Lately, I’ve been thinking about reading nonfiction. Not actually doing it, mind you, just thinking about it. My 2011 reading is more than 90% fiction, up slightly from the past two years. My LibraryThing catalog is more than 85% fiction; I have nonfiction books scattered around the house, not in my catalog, but still … Imbalance gives me food for thought whether it’s about genre, author gender, owned books vs. library books, etc.
A few weeks ago, Zoe Williams published a piece in The Guardian, No time for novels – should we ditch fiction in times of crisis?, strongly recommending people read “serious nonfiction” rather than novels. Her premise is that fiction does not inform, and that excessive fiction reading creates an ill-informed society:
the storm we’re living through now makes me realise how little I understood of any of the past 20 years … The problem with ignorance is twofold: you feel alienated and disempowered, and that’s quite anxious-making, but you also feel embarrassed by the limits of your understanding, so you back out of the conversation.

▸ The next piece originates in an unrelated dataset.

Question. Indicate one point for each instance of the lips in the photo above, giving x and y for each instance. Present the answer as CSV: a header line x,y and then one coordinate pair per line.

Ms. Williams went on to say how “backing out of the conversation” results in a “government full of bankers and technocrats,” the implication being that a failure to read nonfiction results in a society lacking in the foundational knowledge and context to make sound decisions.
Harrumph. I grumbled, and I pondered. And I enjoyed episode 8 of The Readers podcast (show notes), in which Gavin and Simon debunked Ms. Williams’ thesis. They didn’t like its preachy tone (“it’s like mum just told me off”), and noted that not everyone is in a place to influence global events so we don’t all need the same level of factual information. Plus, fiction can be the perfect form of escape from stress and hard times.
About the same time, I listened to Books on the Nightstand Episode 156 (show notes). Coincidentally published about the same time as the Guardian piece, the BOTNS duo discussed the concept of narrative nonfiction, defined as “nonfiction that reads like fiction, following a story and incorporating the elements of fiction such as plot, character, pacing, etc.” Examples from my archives include Unbroken, and The Immortal Life of Henrietta Lacks (click on the links for reviews). I find this type of nonfiction more accessible than, say, a detailed and meticulously researched factual account of a subject. And the more meticulous, detailed, and dense a nonfiction book, the more likely it will gather dust on my shelves.
My thoughts went off in about 100 directions, and are still germinating. But I’ve formed two clear points of view out of this:
First, I respectfully disagree with Zoe Williams. Reading fiction does improve your knowledge. Ms. Williams implied fiction is all vapid, lightweight, escapist rubbish. And yet I know a great deal more about American & British history, the historic role of women in society, the impact of World Wars I & II, colonialism and its aftermath, slavery, and racism, all from fiction read in 2011 alone. I don’t purport to be an expert on any of these topics, but reading has enriched my world view. My increased knowledge has proven useful in at least one setting: solving the New York Times Crossword Puzzle. How else would I have known “Biafra” and “codex”? I loved it when my husband looked at me in wide-eyed wonder: “how did you know that?” Of course, if I were called upon to make weighty decisions about world affairs, I would need much more extensive knowledge. But I certainly have what I need to function effectively as a cog in the great machine that is our world.
That said, I’d like to read more nonfiction, specifically narrative nonfiction. I think this is the best way to begin redressing my reading imbalance, along with selective reading of memoirs and biographies. As luck would have it, I have a few nonfiction books on my shelves already that might qualify as narrative nonfiction (I need to peek inside to confirm):
- The Worst Hard Time, by Timothy Egan
- The Guns of August, by Barbara Tuchman
- Before The Mayflower A History of the Black Negro in America 1619-1964, by Lerone Bennett, Jr.
- America in the King Years (volumes 1 & 2), by Taylor Branch
I also want to keep my eyes open for new narrative nonfiction titles. I don’t think I’ll make a seismic shift in 2012, but expect to do a bit better just because of my new-found awareness.
What thoughts do you have?
- Do you favor fiction over nonfiction, or read only certain types of nonfiction?
- Have you read any of the above books, and would they qualify as narrative nonfiction?
- Can you recommend any great nonfiction reads?